Episcopal News Service. November 29, 1990 [90308]

Nan Cobbey , Features Editor of Episcopal Life.

Development officials from seven Third World countries in the Anglican Communion last month organized an Inter-Anglican Development Network in an effort to develop new models of partnership and funding that would break their dependence on the U.S. church.

The staff of the Episcopal Church Center's Overseas Development Office met with specialists from Tanzania, the Philippines, Costa Rica, El Salvador, Panama, South Africa, and Haiti.

Membership in the new network will be open to provincial and diocesan development officers and development coordinators of funding agencies within the communion.

"This network is the key part of our development vision," said Carolyn Rose-Avila, director of the Overseas Development Office. She said the office is at a crossroads.

"Our work now should focus on policy issues: sustainable development and economic justice. And we should make ourselves responsible to, and accountable to, an Anglican Communion-wide body."

The group was critical of Guidelines for Development Programs, written by the Mission Agencies Working Group of the Anglican Consultative Council, which it felt was created without adequate consultation with development partners.

"This document represents only one side: the side of the donors," said Danilo Ocampo, development officer of the Philippine Episcopal Church. "It is like a bank's guidelines for granting a loan..., but we are not in a banking relationship.

"Whose resources are we talking about? God's resources. Neither North's nor South's. The question is how should we share them."
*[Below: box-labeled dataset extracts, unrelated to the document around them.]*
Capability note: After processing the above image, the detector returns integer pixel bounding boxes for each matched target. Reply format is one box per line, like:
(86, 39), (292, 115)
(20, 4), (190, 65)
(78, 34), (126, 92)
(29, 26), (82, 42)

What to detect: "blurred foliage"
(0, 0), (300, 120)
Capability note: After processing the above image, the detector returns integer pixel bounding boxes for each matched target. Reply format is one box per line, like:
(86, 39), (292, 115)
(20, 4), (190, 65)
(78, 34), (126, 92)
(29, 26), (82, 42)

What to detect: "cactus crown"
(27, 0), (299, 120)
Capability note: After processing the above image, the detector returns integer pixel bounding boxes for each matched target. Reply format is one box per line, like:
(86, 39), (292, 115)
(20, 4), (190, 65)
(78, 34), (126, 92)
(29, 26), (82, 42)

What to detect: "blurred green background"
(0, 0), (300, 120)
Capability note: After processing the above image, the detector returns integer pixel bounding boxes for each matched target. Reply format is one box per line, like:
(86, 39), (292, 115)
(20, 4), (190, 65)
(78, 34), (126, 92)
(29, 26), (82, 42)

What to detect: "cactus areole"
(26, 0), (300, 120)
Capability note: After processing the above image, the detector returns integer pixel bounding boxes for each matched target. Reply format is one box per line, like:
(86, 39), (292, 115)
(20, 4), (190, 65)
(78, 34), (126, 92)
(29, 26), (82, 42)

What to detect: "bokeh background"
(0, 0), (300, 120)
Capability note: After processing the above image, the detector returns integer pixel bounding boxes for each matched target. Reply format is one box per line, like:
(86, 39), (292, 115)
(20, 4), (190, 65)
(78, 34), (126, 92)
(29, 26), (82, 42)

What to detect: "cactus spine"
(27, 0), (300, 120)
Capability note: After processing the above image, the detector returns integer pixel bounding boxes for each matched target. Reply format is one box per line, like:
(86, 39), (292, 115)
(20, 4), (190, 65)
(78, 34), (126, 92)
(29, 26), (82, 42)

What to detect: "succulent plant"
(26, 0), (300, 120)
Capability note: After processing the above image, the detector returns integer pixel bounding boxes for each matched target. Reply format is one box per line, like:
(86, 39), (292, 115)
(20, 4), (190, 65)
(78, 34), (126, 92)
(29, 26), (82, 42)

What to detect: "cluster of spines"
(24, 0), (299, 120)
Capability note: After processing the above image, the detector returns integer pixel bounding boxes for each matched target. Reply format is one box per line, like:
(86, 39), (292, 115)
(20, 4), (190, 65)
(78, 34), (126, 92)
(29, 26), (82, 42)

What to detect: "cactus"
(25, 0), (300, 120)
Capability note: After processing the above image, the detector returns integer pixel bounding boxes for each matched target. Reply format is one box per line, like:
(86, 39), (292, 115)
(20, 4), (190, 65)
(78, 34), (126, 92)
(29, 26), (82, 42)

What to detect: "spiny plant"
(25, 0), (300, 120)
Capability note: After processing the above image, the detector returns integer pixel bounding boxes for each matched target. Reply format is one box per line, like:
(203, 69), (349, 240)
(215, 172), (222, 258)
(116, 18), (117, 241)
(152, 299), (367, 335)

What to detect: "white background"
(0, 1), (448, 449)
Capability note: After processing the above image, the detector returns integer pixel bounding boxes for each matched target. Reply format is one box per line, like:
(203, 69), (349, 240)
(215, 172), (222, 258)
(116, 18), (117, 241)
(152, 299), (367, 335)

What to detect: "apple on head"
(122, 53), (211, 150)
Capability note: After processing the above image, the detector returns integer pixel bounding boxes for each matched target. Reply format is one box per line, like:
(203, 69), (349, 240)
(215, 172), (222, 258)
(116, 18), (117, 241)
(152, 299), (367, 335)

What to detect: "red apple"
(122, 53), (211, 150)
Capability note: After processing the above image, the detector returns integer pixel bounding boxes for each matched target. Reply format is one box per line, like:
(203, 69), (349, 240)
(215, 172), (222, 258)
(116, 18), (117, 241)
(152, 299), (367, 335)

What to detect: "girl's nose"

James Chege, development coordinator of the Church of the Province of Tanzania, said "the assumption is that development takes place there," indicating with a stab of his finger a point some distance from himself. "They [northern churches] see themselves as exempted from the suffering of the poor. They detach themselves. That is already not partnership, not mutuality. It is again a colonial arrangement."

In addition, the group reacted negatively to a proposal that the Episcopal Church become a conduit for free food -- mainly wheat, rice, and other U.S. surpluses -- through the Agency for International Development (USAID), although Robert Ellis, the provincial development officer from West Africa, said his fellow Liberians need food supplies as a result of the current civil war and devastation.

"Surplus food introduced into a country disrupts the local economy and production," said the Rev. Edmundo Desueza, planning officer for the Diocese of Costa Rica. "The church needs to be very careful about good intentions that can disable people. So much harm can be done in the name of good."

In other actions, the group wrote a letter to Archbishop Desmond Tutu expressing regret at the closing of the Human Development Program, the provincial development office in Southern Africa. It urged him to consider reestablishing a development ministry with the group's support.